It’s a speck of an island, hardly visible on a map of the Med, yet Gozo’s history runs deep: just over a decade ago divers discovered the remains of a Phoenician wreck dating back to 700BC. Beyond a popular bay on the south of the island, this is the oldest known wreck in the central Mediterranean and promised whispered secrets from long ago.
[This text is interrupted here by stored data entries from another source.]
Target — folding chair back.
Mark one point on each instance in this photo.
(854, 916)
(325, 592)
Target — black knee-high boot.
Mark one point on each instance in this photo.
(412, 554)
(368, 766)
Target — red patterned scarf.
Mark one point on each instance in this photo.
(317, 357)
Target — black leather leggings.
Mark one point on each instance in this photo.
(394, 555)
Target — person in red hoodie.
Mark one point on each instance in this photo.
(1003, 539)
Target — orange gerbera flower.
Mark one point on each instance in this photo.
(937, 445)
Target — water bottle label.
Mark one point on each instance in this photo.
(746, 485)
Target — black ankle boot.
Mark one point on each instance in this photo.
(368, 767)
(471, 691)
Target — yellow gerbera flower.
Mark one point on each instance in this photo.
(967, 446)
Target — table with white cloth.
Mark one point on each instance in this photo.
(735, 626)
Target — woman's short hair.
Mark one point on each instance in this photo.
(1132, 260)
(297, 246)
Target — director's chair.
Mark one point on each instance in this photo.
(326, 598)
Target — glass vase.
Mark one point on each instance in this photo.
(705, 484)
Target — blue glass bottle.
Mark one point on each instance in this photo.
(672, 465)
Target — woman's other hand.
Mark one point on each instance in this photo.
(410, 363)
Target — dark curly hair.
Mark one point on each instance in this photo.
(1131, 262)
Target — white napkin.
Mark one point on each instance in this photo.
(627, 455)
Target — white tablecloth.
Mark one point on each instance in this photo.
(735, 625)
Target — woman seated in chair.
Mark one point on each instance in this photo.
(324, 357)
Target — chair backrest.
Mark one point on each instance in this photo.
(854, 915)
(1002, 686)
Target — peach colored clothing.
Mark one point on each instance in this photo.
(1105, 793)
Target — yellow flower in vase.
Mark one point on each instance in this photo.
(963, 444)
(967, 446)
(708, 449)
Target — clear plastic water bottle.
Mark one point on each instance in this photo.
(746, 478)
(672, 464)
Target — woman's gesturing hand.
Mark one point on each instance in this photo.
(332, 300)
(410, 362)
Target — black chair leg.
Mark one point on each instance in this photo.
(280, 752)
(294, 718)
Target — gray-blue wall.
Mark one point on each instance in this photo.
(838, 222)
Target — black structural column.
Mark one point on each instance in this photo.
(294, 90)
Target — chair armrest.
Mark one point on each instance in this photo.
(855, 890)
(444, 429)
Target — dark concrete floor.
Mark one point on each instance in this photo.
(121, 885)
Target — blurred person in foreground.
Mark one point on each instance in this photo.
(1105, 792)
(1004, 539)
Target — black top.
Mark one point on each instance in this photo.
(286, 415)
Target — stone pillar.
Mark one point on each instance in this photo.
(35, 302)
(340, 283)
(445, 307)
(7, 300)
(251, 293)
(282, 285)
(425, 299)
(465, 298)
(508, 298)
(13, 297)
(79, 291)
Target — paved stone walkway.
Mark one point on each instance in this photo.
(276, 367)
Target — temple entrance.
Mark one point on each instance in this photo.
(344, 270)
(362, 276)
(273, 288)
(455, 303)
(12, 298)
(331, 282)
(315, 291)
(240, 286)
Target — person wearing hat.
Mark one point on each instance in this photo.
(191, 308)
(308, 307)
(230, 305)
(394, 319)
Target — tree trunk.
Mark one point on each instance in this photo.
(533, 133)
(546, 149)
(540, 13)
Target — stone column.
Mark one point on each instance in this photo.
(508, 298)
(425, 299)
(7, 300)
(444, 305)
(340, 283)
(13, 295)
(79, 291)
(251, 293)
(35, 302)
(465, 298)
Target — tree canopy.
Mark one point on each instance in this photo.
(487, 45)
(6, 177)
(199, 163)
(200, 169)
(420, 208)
The shipwreck and the ongoing studies are currently the subject of a detailed exhibition in Gozo’s citadel (runs until 31st August).

Heading into the cool stone rooms, there’s a refreshing change in temperature gradient from the sunshine outside and the blue light reflected from the exhibition cases imbues the flavours of the quiet calm of an underwater world and a sense of the timeless deep that surrounds this island.

In this small yet thoughtfully-constructed presentation, you can transcend time as you are absorbed in the details of both discoveries of an ancient past and contemporary technologies in a single space.

To set the scene, set aside thoughts of old wooden hulls, fairytale figureheads, and submerged rooms: this find was of the cargo of a ship fifteen-metres long which still lay in a ship-shaped assortment of pottery on the sea-bed, undisturbed for 2500 years. This may lack the glamour of a Disney shipwreck but careful consideration of the find proves fascinating, bringing forwards our understanding of the past and driving technologies for the future.

Using remote sensing equipment and the emergent techniques of aviation archaeology underwater, thousands of photographic images of the site were used to create a precise 3D reconstruction of the treasures below the surface.  A team of international divers then explored the scene, a challenging 110m below the surface, using cutting-edge diving techniques to retrieve pieces from the carefully-mapped site, bringing to the surface some of the pieces you can see in the exhibition. The mixed cargo of ceramic vessels gave a clear indication of the wares it carried and, therefore, an insight into the social history of the era.

The Phoenicians were a great trading nation who inhabited coastal towns in the Eastern Mediterranean and traded cloth, metals, wine, timber and jewellery, and established colonies across the region, including on Malta and Gozo in an era before the Romans became dominant across Europe.  The many tightly-packed wine amphora, their distinctive shapes and their contents for example can shed light on the provenance of the urns themselves and the wine within, whilst brand new grinding stones for food preparation are made from a type of volcanic rock that originates on the Italian island of Pantelleria and are making a voyage elsewhere.

This is evidence of peaceful trading and of Malta’s place as a stopping point along Phoenician trade routes. And it’s also clear to me that just as we do, the Phoenicans also enjoyed a glass of something tasty in Xlendi Bay whenever they had the chance!